Now despite that, I don’t want people to confuse my defense of PLOS’s business success with a defense of the business it’s engaged in. While I believe the APC/service business model PLOS has helped to develop is far far superior to the traditional subscription model, because it does not require paywalls, but I’ve never been comfortable with the APC business model in an absolute sense (and I recognize the irony of my saying that) because I wish science publishing weren’t a business at all. When we started PLOS the only way we had to make money was through APCs, but if I had my druthers we’d all just post papers online in a centralized server funded and run by a coalition of governments and funders, and scientists would use lightweight software to peer review published papers and organize the literature in useful ways. And no money would be exchanged in the process. I’m glad that PLOS is stable and has shown the world that the APC model can work, but I hope that we can soon move beyond it to a very different system.

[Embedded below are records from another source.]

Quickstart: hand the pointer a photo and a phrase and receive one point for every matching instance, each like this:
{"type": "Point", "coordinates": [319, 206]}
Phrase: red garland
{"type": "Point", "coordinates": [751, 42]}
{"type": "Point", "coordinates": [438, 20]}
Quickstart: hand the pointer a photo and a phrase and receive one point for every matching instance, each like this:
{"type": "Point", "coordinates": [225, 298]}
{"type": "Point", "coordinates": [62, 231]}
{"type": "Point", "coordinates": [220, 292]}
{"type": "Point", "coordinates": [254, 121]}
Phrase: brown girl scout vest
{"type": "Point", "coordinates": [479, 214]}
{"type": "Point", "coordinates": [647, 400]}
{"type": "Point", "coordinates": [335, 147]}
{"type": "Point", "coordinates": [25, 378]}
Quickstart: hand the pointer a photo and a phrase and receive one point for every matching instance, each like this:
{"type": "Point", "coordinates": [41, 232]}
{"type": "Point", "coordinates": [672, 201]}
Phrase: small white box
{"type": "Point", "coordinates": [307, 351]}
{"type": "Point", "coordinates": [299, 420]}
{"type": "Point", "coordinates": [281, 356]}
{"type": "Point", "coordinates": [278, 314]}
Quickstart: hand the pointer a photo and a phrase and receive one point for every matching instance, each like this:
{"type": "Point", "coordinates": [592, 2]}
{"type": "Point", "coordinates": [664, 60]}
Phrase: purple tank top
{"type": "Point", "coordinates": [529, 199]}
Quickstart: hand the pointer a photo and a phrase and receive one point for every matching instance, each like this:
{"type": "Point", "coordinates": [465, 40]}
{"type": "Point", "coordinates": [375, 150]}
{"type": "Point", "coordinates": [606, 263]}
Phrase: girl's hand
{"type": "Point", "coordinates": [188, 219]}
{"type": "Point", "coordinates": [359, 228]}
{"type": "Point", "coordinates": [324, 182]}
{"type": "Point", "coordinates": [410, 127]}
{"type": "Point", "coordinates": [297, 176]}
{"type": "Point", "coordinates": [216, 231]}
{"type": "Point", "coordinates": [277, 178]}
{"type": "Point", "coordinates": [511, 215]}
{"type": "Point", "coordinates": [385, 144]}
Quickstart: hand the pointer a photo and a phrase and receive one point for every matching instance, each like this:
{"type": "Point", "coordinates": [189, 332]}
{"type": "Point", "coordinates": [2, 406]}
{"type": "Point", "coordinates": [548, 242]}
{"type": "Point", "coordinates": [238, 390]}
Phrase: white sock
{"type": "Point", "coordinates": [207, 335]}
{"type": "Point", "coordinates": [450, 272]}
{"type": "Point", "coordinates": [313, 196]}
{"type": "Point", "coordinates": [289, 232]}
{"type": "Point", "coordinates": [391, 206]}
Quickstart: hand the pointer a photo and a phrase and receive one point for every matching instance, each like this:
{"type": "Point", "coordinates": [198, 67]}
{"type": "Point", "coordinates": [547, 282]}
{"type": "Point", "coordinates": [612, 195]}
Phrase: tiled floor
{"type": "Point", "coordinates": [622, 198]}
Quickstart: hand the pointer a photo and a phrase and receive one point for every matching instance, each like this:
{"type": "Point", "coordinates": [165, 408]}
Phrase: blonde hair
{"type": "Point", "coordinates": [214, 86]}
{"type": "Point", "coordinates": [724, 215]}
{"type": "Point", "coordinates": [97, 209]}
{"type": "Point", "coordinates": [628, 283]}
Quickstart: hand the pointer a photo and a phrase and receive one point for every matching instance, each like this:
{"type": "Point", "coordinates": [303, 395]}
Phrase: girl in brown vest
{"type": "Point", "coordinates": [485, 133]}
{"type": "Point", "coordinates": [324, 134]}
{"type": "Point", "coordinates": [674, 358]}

Now I want to end on the issue that seemed to upset people the most – which is the salaries of PLOS’s executives. I am immensely proud of the executive team at PLOS – they are talented and dedicated. They make competitive salaries – and we’d have trouble hiring and retaining them if they didn’t. The board has been doing what we felt we had to do to build a successful company in the marketplace we live in – after all, we were founded to fix science publishing, not capitalism. But as an individual I can’t help but feel that’s a copout. The truth is the general criticism is right. A system where executives make so much more money that the staff they supervise isn’t just unfair, it’s ultimately corrosive. It’s something we all have to work to change, and I wish I’d done more to help make PLOS a model of this.

Finally, I want to acknowledge a tension evident in a lot of the discussion around this issue. Some of the criticism of PLOS – especially about margins and cash flow – have been just generally unfair. But others – about salaries and transparency – reflect something important. I think people understand that in these ways PLOS is just being a typical company. But we weren’t founded to just be a typical company – we were founded to be different and, yes, better, and people have higher expectations of us than they do a typical company. I want it to be that way. But PLOS was also not founded to fail – that would have been terrible for the push for openness in science publishing.I am immensely proud of PLOS’s success as a publisher, agent for change, and a business – and of all the people inside and outside of the organization who helped achieve it. Throughout PLOS’s history there were times we had to choose between abstract ideals and the reality of making PLOS a successful business, and I think, overall, we’ve done a good, but far from perfect, job of balancing this tension. And moving forward I personally pledge to do a better job of figuring out how to be successful while fully living up to those ideals.